Ansia, bollette, paura del futuro Noi al telefono con gli psicologi
Convivenza, mutui e tasse da pagare, timore per i propri cari (e anche di morire). I servizi di assistenza raccontano le difficoltà delle famiglie
Paura, per l’oggi, per il domani, per i propri cari. A tanti, tantissimi manca l’aria solo al pensiero di cosa sta accadendo nel mondo, per colpa del coronavirus. All’operaio in cassa integrazione che guarda i figli che si contendono l’unico pc di casa per seguire le lezioni di prof e maestre e non sa come sarà il domani, se la fabbrica riaprirà e avrà i soldi per mutuo, spese e bollette. Al piccolo imprenditore che teme di dover lasciare a casa il personale. E anche a chi è in smart working in un appartamento di cucina, soggiorno e due camere da letto: quattro o cinque persone strette in pochi metri quadrati e si sente soffocare.
«Paradossalmente, quegli anziani che erano piccoli durante la guerra hanno già vissuto limitazioni e oggi hanno più strumenti, ma tutti nessuno escluso soffriamo e molto», racconta don Francesco Pesce, direttore del Centro della famiglia di Treviso che, come le Usl e la Regione Veneto, ha attivato un servizio di assistenza psicologica, in remoto. Le telefonate sono continue e a ogni colloquio, gli psicologi, anche quelli esperti di emergenze, capiscono che qualcosa è saltato: non valgono più i parametri tradizionali dell’analisi di angoscia e ansia.

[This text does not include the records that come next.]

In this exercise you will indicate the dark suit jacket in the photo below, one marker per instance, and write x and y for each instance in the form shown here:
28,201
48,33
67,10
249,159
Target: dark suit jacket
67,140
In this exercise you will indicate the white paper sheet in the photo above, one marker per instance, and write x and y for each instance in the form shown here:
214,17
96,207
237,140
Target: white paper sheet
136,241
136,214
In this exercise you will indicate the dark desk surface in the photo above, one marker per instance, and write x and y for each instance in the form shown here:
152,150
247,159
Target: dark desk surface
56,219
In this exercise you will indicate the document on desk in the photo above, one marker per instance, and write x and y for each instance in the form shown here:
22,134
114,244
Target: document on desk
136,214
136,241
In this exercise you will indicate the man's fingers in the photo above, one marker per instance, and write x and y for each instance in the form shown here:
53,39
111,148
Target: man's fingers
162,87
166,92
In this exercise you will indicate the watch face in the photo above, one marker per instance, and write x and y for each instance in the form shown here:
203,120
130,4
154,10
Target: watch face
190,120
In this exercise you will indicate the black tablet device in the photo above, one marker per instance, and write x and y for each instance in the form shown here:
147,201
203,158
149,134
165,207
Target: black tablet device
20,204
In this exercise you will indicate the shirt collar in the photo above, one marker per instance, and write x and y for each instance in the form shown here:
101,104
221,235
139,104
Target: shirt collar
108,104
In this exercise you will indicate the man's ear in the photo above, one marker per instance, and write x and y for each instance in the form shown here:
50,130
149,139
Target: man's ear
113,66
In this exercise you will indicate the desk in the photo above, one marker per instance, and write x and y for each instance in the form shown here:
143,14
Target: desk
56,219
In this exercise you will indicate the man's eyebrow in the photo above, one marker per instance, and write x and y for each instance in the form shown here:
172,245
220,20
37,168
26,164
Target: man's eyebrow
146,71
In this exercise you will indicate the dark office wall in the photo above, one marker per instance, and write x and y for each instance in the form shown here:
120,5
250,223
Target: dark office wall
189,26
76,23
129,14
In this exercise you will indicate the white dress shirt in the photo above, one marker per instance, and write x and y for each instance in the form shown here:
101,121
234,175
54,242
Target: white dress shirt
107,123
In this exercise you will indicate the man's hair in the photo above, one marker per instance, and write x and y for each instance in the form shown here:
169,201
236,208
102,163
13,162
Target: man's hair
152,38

«È una situazione diversa da tutte quelle che conosciamo - sottolinea Giulio Mazzocco, terapeuta specializzato in psicologia dell’emergenza – il terremoto di Zagabria, per fare un esempio, è tremendo ma definito, il controllo riduce il senso di ansia: ma qui non c’è definizione di tempo e spazio». E le persone vacillano. «Nel lavoro quotidiano, specie a fianco delle famiglie di malati, percepiamo una duplice angoscia, l’impotenza per l’impossibilità di assistere il parente ricoverato e per l’evoluzione del proprio quadro clinico, cui si somma la paura di essere potenziali vettori», spiega Rita Lorio, direttore dell’unità operativa di Psicologia ospedaliera al nosocomio dell’Angelo di Mestre. A prescindere da come e dove operano gli specialisti, se al telefono (o via Skype) da casa, o presso un centro come quello trevigiano o in strutture dell’Usl tutti incrociano le stesse paure in questo momento di emergenza sanitaria. «C’è una percezione esasperata del rischio di morte continua Lorio - anche coadiuvata dal grande silenzio che ci circonda, venuta meno la routine emergono vulnerabilità». Ansia e angoscia, senso di costrizione e solitudine, depressione e paura conducono quasi sempre in un circolo vizioso potenzialmente pericoloso: «La spasmodica ricerca di informazione, ma l’essere iperconnessi esaspera lo stress», dice Lorio.
«Nelle maxi emergenze, come appunto il terremoto, la vicinanza con il proprio gruppo, con la famiglia è un fattore protettivo: ora non più», ribadisce Mazzotto. L’incertezza del momento ha ricadute pesanti sull’individuo: «All’inizio si temeva solo per l’oggi, ora c’è molta paura per il domani», aggiunge don Pesce. Gli esperti lanciano un appello: «Rivolgetevi a noi, siamo qua per dare un aiuto, anche una rassicurazione è importante». Le famiglie che vivono a strettissimo contatto possono evitare che alcuni disagi si tramutino in problemi seri, riconoscendo alcuni segnali. «Se si hanno sonno e sveglia instabili, poca cura di sè, se uno mangia di più o beve e fuma troppo, se l’umore è variabile e c’è anche qualche scoppio d’ira è il caso di agire - dice Mazzocco - magari uno prima era sempre in giacca e cravatta e correva tutto il giorno e ora gli è franato il terreno sotto i piedi».